China is currently in the middle of the Qixi Festival. The festival honors the mythological meeting of the cowherd and the weaver girl. The romantic story honoring love and fertility has been celebrated since China’s Han dynasty (206 BC–220 AD). In many ways, the Qixi Festival is like Valentine’s Day in America. The single day (which is always on the 7th day of the 7th lunar month on the Chinese calendar) is noted throughout the week with celebrations of love and gifts such as flowers, candy, and more.
In order to celebrate the holiday of love (and profit from it), one beer company has released bottles with faces of men and women on the verge of kissing. But could the company have been implying more here? That’s what many Chinese citizens on the internet think as they’ve used the bottles to create an LGBTQ twist.
When Budweiser released its special Qixi Festival beer bottles, they promoted them as just heterosexual couples. But the company specifically used the term, “Love is Love” in its marketing. This possibly alerted LGBTQ people on Weibo, the Chinese equivalent to Twitter/Tumblr, to the bottles’ real purpose. These LGBTQ people then decided to combine the images of same-sex couples to promote the message of same-sex love.

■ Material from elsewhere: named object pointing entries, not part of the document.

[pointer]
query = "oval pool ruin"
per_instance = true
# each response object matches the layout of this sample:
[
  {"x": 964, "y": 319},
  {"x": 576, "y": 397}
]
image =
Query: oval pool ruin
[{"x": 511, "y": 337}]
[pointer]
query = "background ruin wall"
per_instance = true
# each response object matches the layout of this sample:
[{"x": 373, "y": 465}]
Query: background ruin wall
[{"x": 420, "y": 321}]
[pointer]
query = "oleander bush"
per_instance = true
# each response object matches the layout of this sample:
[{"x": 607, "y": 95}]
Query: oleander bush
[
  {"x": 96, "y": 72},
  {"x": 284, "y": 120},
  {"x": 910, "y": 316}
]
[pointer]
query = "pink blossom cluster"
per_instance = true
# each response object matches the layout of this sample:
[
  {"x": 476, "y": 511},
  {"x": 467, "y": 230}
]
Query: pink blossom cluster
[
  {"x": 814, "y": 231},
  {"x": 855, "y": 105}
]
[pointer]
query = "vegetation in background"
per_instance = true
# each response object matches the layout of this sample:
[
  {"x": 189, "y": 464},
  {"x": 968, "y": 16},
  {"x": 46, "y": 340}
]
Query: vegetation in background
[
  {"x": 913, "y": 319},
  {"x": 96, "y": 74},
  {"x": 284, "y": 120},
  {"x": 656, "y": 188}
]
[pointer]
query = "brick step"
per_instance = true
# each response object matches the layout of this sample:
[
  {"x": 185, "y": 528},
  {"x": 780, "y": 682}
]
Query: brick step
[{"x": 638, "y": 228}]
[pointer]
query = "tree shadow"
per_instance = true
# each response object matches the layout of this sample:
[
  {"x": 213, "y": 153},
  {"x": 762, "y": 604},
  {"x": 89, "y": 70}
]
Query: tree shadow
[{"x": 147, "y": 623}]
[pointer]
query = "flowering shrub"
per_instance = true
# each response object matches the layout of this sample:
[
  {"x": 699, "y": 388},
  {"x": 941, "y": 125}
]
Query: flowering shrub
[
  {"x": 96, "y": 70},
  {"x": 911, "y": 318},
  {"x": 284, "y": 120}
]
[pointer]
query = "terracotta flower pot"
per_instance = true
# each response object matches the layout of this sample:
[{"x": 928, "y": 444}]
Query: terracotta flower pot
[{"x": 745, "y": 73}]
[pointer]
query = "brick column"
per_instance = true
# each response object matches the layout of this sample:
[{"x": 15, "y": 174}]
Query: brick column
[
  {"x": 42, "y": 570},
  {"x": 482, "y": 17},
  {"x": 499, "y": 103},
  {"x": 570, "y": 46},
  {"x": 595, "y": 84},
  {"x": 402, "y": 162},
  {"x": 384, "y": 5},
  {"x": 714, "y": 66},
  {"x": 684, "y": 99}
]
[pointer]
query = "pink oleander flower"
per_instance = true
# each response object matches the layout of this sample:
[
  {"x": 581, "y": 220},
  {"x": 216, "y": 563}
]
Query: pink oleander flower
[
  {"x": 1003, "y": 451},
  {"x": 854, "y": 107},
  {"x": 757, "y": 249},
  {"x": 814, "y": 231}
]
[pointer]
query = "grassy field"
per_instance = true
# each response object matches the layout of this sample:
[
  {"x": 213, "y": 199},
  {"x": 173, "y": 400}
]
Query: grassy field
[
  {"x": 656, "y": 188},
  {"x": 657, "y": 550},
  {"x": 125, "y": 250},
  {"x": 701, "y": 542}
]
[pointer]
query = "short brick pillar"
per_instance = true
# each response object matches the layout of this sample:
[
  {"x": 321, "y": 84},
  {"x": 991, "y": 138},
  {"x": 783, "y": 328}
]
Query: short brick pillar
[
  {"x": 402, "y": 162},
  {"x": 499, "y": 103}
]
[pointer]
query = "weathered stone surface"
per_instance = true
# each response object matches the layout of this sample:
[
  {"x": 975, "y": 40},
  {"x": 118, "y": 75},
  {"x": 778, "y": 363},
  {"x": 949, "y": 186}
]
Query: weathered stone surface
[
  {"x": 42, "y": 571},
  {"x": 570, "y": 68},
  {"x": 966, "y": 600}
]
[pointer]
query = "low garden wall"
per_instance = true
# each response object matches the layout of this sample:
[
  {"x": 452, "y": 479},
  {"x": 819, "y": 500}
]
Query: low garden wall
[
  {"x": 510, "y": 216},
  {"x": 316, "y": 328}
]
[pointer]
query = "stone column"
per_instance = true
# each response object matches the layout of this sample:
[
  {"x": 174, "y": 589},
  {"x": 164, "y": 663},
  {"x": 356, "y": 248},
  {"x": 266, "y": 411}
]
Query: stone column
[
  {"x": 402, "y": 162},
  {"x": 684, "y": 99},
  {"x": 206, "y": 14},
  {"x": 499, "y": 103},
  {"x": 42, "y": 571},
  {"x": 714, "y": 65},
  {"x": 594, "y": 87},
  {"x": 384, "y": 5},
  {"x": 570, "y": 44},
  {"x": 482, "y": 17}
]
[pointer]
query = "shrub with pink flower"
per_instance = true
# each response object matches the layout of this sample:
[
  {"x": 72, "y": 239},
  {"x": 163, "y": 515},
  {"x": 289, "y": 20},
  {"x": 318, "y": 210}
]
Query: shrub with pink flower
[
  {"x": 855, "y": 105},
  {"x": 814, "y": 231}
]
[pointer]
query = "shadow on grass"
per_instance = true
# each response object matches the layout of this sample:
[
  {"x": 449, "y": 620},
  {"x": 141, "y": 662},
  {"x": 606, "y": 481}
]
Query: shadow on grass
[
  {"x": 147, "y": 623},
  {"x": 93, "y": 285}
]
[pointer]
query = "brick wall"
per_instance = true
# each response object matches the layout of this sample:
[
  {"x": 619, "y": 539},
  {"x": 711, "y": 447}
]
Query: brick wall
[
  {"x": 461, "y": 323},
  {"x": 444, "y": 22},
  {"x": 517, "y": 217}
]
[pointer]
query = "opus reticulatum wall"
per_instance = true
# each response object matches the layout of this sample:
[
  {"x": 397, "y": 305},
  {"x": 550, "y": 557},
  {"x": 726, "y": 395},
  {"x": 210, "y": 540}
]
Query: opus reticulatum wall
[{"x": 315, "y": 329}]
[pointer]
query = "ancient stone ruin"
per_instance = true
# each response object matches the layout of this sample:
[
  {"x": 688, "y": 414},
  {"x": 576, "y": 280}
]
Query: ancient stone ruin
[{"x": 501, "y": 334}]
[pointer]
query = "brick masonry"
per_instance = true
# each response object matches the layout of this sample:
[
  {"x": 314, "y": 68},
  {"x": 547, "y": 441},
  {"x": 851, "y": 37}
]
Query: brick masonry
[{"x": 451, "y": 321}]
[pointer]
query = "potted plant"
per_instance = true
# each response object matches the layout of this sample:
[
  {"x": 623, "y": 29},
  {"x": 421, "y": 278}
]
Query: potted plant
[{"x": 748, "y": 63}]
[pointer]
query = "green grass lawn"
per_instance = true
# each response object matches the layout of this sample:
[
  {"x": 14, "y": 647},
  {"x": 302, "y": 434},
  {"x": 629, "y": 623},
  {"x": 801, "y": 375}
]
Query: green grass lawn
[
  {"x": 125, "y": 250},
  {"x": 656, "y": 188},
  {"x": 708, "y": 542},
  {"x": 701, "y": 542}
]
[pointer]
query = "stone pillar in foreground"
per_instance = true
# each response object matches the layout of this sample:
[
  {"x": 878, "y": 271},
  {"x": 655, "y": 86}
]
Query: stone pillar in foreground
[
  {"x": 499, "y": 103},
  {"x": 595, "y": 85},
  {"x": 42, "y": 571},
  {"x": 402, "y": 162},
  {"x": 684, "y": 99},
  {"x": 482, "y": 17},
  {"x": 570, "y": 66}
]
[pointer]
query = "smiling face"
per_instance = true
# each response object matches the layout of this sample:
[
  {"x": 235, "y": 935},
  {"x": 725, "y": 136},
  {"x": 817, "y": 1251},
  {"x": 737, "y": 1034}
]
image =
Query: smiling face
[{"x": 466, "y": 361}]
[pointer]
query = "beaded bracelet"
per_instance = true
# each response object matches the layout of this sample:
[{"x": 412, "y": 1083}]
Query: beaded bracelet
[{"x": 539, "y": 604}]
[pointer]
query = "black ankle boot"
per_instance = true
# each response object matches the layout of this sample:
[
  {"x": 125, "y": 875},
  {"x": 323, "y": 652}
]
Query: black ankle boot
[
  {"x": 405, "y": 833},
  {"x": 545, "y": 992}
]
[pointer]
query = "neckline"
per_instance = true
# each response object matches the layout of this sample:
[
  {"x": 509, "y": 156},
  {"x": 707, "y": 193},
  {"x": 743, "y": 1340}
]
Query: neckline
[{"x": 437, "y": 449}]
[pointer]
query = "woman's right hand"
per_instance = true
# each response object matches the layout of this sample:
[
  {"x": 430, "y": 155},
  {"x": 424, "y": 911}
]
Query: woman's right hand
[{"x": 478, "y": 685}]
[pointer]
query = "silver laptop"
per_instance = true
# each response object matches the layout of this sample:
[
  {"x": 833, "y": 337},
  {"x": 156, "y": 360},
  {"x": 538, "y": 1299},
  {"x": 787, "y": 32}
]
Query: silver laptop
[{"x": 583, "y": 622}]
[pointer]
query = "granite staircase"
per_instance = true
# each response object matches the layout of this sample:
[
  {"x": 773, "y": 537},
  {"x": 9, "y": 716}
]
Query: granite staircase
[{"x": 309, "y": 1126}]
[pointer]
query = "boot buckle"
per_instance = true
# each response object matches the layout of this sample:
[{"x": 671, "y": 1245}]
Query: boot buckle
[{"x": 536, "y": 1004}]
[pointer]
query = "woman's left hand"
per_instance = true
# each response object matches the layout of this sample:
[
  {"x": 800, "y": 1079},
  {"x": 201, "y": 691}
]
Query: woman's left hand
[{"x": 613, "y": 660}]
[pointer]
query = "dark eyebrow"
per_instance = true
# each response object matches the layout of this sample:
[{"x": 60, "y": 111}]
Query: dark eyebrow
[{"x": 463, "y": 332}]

In the viral photo trend, same-sex couples picture themselves on the verge of kissing and embracing. But, the bottles are used to cover their faces and depict the Budweiser faces in pre-lip lock.
Again, it appears that this was Budweiser’s intention all along. The Gay Voice, a popular account on Weibo that shares LGBTQ news with 1.5 million followers, spoke to Budwiser’s PR director Guō Wǎnpíng. Guo says the company intended to take advantage of this holiday to covertly share the message of love is love. The company’s Weibo page even started sharing these photos after they started trending.
“We are delighted to take advantage of this holiday to encourage people to celebrate their true love and be true to themselves,” Guo said specifically.
According to SupChina, many Weibo users have expressed positive views on the campaign and viral photo trend. This just shows how much LGBTQ people in China are thriving on online spaces while the Chinese government continues to censor them in real life and in entertainment media. But clearly, the government won’t get the final word on the issue.